Premiers pas en France
J’ai acquis mon premier zoom 70-200 en prévision d’un périple dans le Minnesota, sur les terres du Duluth, Missabe & Iron Range. Je souhaitais faire, moi aussi, ces clichés puissants des revues américaines. Malheureusement, l’objectif d’occasion acheté (un Cosina) m’a déçu tellement son optique était mauvaise. Malgré des photos discutables au niveau de la qualité, j’avais débuté un nouveau style d’image.

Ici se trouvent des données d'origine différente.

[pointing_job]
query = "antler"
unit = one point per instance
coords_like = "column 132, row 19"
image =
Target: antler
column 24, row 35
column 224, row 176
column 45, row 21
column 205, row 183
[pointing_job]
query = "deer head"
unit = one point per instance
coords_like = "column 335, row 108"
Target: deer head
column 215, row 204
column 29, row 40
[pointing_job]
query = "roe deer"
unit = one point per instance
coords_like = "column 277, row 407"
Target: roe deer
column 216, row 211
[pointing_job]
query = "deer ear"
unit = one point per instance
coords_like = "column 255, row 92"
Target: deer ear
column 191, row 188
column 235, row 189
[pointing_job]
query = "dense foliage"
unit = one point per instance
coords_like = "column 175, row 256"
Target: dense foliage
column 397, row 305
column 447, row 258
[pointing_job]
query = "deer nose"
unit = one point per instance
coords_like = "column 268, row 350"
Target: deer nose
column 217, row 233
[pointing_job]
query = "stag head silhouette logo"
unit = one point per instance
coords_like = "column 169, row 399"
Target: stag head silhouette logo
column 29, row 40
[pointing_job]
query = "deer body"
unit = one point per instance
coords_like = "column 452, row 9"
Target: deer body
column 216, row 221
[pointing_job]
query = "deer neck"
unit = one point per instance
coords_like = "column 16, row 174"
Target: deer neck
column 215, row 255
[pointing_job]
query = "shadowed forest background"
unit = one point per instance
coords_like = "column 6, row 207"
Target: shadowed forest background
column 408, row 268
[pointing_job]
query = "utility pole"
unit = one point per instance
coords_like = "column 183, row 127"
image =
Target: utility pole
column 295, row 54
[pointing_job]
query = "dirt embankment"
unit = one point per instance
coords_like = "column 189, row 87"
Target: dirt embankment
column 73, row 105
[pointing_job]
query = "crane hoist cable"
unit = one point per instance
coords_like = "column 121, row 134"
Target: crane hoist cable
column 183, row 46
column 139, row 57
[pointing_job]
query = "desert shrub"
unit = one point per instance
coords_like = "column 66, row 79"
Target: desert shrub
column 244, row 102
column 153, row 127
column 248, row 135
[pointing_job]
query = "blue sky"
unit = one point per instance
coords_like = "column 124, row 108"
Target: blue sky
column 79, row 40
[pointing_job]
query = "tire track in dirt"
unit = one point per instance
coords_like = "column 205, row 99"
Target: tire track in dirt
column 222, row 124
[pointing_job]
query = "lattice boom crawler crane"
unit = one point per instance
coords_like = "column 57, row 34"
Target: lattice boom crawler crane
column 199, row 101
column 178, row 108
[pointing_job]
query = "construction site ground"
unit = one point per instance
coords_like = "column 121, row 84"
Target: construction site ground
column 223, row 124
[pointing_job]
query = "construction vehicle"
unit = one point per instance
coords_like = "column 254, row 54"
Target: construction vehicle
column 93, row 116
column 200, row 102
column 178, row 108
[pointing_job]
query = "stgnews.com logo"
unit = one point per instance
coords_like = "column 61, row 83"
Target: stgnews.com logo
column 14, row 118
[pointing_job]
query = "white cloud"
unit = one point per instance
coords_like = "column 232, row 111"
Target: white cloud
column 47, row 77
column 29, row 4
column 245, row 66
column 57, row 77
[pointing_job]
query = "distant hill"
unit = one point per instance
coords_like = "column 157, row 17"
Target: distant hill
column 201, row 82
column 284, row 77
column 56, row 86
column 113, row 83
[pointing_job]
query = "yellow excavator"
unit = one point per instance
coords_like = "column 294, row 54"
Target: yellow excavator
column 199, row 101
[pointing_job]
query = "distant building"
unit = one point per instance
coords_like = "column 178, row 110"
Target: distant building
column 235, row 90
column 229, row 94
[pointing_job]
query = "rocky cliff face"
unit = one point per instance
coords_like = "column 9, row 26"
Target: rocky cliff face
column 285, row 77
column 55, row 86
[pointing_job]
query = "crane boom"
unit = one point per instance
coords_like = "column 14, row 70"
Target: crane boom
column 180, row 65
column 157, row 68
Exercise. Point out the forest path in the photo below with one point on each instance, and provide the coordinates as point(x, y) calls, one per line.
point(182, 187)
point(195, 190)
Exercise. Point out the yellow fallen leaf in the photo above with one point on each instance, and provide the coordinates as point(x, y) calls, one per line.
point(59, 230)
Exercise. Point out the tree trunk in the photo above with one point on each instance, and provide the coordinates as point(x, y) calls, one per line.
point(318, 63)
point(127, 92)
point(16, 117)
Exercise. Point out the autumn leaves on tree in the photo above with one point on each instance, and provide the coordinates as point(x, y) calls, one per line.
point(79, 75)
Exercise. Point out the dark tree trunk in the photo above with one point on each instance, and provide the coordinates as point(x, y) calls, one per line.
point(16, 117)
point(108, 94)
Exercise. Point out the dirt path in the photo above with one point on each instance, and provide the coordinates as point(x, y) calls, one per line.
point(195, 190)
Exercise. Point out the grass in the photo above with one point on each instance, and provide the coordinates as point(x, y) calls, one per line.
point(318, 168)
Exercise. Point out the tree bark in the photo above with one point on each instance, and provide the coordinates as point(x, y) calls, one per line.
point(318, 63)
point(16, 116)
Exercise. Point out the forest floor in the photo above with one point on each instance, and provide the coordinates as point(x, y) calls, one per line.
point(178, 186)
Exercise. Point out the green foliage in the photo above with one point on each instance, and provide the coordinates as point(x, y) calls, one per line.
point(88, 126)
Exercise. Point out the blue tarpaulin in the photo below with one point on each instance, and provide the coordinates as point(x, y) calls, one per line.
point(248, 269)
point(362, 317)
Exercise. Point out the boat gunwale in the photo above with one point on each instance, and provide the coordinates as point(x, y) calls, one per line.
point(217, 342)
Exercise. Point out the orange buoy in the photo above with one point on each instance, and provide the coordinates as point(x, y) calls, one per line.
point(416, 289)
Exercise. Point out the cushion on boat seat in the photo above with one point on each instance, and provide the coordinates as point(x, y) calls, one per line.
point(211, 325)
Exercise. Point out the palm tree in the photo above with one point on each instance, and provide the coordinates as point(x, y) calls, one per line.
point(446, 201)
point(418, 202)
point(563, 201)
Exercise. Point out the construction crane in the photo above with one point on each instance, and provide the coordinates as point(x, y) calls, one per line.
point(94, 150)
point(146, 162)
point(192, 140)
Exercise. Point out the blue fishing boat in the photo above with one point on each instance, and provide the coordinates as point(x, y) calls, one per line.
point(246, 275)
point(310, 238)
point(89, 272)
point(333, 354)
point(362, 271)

En décembre 2022, j’ai cherché des photographies d’un voyage à Cajon Pass (en Californie) en 2005 pour illustrer un billet et une story Instagram. En feuilletant mes classeurs de diapositives, je me suis rendu compte que j’avais commencé au même moment à expérimenter ces longues focales sur mes terres de chasses traditionnelles, en Lorraine. J’ai alors exploité des coins-photos inhabituels. Et je dois avouer que ces premiers essais sont restés sans suite pendant plusieurs mois. Je pense que notre réseau, essentiellement électrifié, ne favorise pas ce genre de cadrage.
Je me suis dit qu’il serait intéressant de partager ces débuts avec vous. D’abord parce que les trains illustrés ne sont plus que souvenirs. En 2005, l’arrivée du TGV Est était encore lointaine et les rames tractées dominaient les relations au départ de Paris-Est. Ensuite, ces clichés montrent comment s’inspirer de ce qui se fait ailleurs et tenter de les adapter chez nous ou à notre style. Tout est question d’appropriation et de recherche personnelle.